The Panasonic 20 1.7 Lens Review for Micro 4/3 – I am back again with another lens review and this time it is one that I have had some real fun shooting for the past 3+ weeks on a daily basis. This review should be simple, right? Possibly the simplest I have ever written. Why you ask? Well, mainly because this lens is just a 20 mm 1.7 prime lens with a fast aperture. Nothing fancy, no features, and what I am going to write about is my time shooting with it on a daily basis. I am also going to share the images I snapped along the way. No scientific testing to be found here besides a crop or two.

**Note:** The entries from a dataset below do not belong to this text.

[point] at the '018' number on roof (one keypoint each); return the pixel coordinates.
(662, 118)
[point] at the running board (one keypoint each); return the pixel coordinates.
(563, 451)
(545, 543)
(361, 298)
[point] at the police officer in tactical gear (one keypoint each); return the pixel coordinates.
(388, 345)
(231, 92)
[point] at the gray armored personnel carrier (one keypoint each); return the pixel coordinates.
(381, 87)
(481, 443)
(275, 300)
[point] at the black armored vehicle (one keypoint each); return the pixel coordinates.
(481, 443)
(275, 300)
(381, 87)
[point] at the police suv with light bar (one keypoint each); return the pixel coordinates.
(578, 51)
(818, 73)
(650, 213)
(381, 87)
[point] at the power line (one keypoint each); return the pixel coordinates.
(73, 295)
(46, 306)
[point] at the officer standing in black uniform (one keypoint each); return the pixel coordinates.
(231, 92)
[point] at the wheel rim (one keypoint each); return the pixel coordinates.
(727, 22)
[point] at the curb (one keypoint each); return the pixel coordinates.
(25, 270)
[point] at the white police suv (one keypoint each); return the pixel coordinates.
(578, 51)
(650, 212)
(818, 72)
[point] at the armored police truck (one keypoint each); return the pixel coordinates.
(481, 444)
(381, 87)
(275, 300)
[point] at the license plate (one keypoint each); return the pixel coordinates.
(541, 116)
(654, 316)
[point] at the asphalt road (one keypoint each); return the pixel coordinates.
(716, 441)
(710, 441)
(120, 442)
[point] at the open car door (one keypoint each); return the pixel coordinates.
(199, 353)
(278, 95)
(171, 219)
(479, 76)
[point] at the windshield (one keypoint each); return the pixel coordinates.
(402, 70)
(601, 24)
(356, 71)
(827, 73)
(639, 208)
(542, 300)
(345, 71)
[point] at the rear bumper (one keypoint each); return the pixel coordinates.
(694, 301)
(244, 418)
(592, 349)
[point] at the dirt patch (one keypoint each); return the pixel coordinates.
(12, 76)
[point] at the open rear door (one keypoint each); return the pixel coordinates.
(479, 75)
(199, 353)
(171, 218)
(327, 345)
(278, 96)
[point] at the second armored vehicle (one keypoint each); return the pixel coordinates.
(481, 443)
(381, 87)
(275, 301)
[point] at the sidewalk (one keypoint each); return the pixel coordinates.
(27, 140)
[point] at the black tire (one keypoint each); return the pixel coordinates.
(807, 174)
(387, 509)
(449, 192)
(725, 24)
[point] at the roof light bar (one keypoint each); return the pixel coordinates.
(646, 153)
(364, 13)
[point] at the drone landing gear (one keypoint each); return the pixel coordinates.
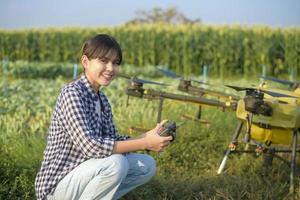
(270, 153)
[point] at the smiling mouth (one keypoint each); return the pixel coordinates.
(108, 76)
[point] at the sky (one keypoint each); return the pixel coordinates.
(24, 14)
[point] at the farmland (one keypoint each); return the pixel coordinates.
(35, 64)
(186, 169)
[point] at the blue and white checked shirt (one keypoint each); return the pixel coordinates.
(78, 131)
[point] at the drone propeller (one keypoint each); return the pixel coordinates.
(140, 81)
(274, 94)
(286, 82)
(172, 74)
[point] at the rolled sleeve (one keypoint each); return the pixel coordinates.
(78, 128)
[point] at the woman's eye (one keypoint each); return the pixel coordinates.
(104, 60)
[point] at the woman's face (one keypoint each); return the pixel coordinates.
(100, 72)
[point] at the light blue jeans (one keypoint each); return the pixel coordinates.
(106, 178)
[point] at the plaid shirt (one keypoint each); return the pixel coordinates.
(81, 128)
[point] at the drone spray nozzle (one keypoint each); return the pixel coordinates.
(257, 106)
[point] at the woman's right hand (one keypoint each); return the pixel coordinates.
(155, 142)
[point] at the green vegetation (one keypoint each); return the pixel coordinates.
(186, 169)
(185, 48)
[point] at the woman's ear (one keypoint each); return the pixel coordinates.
(85, 61)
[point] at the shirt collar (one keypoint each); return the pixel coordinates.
(87, 84)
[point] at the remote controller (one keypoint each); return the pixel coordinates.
(169, 128)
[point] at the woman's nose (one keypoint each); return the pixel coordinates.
(109, 66)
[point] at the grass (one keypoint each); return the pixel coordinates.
(186, 169)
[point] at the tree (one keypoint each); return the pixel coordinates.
(170, 15)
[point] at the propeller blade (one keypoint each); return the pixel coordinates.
(200, 82)
(168, 72)
(278, 80)
(123, 75)
(273, 94)
(237, 88)
(137, 80)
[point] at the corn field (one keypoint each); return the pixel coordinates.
(226, 50)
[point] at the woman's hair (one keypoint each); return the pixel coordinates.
(102, 46)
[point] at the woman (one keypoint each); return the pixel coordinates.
(85, 158)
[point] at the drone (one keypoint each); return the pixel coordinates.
(272, 118)
(185, 85)
(135, 88)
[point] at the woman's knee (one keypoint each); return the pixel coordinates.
(118, 166)
(151, 165)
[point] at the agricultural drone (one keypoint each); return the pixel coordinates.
(185, 85)
(272, 118)
(135, 88)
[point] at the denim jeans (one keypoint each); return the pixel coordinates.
(105, 178)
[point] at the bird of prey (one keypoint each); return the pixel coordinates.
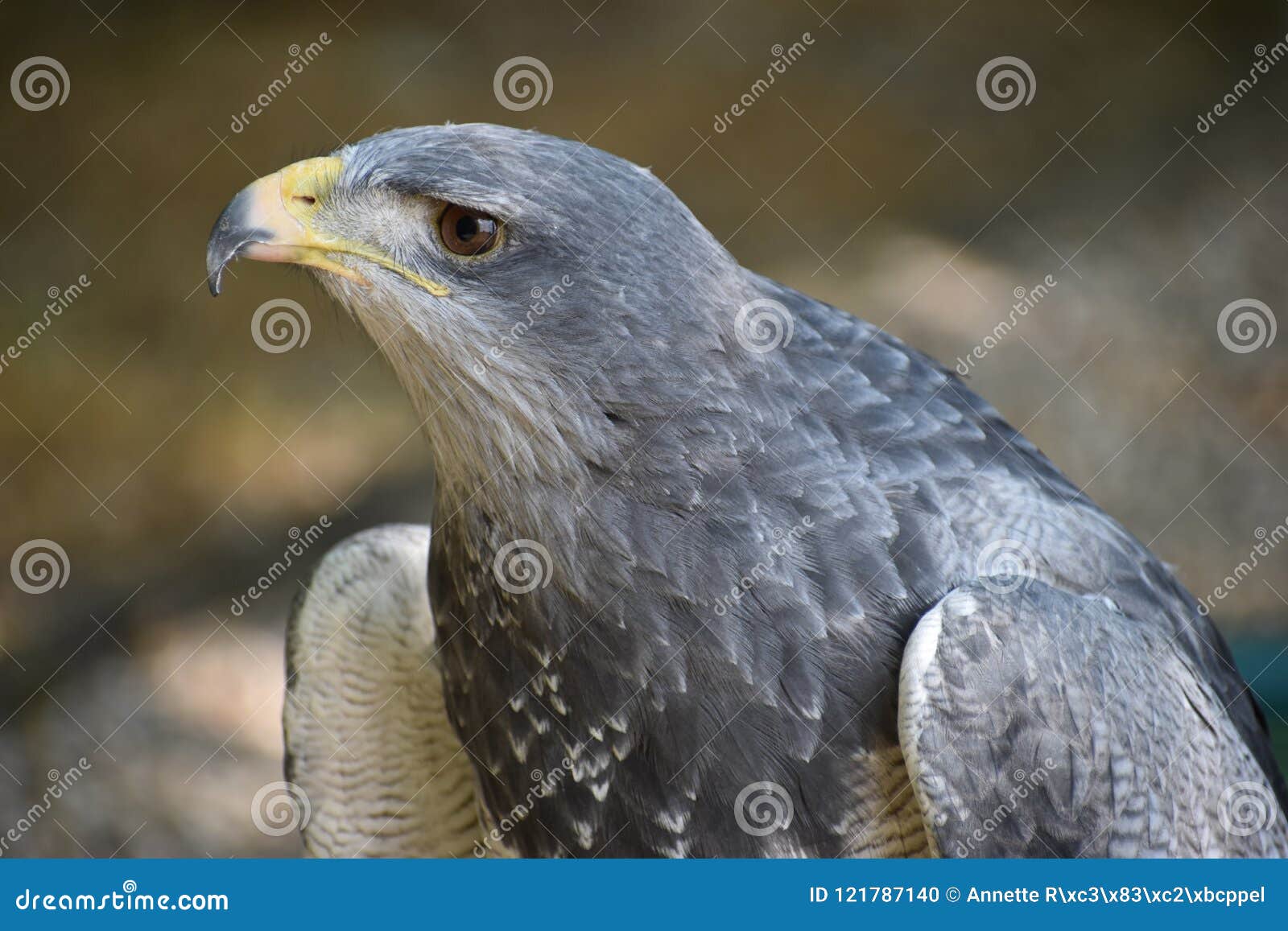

You will notice I shot this lens on the Olympus E-P2 and not the Panasonic GF1 which is where this lens is usually mounted. The Panasonic 20 1.7 comes in kit form with the Panny GF1 and damn, it sure is a hell of a kit lens. That is one of the areas where Panasonic has Olympus beat. The kit lens. Both their 20 1.7 and 14-45 beat Olympus’s 17 2.8 and 14-42 Kit lenses but it is pretty cool that you can mount the Panny lenses on the Oly bodies and vice versa.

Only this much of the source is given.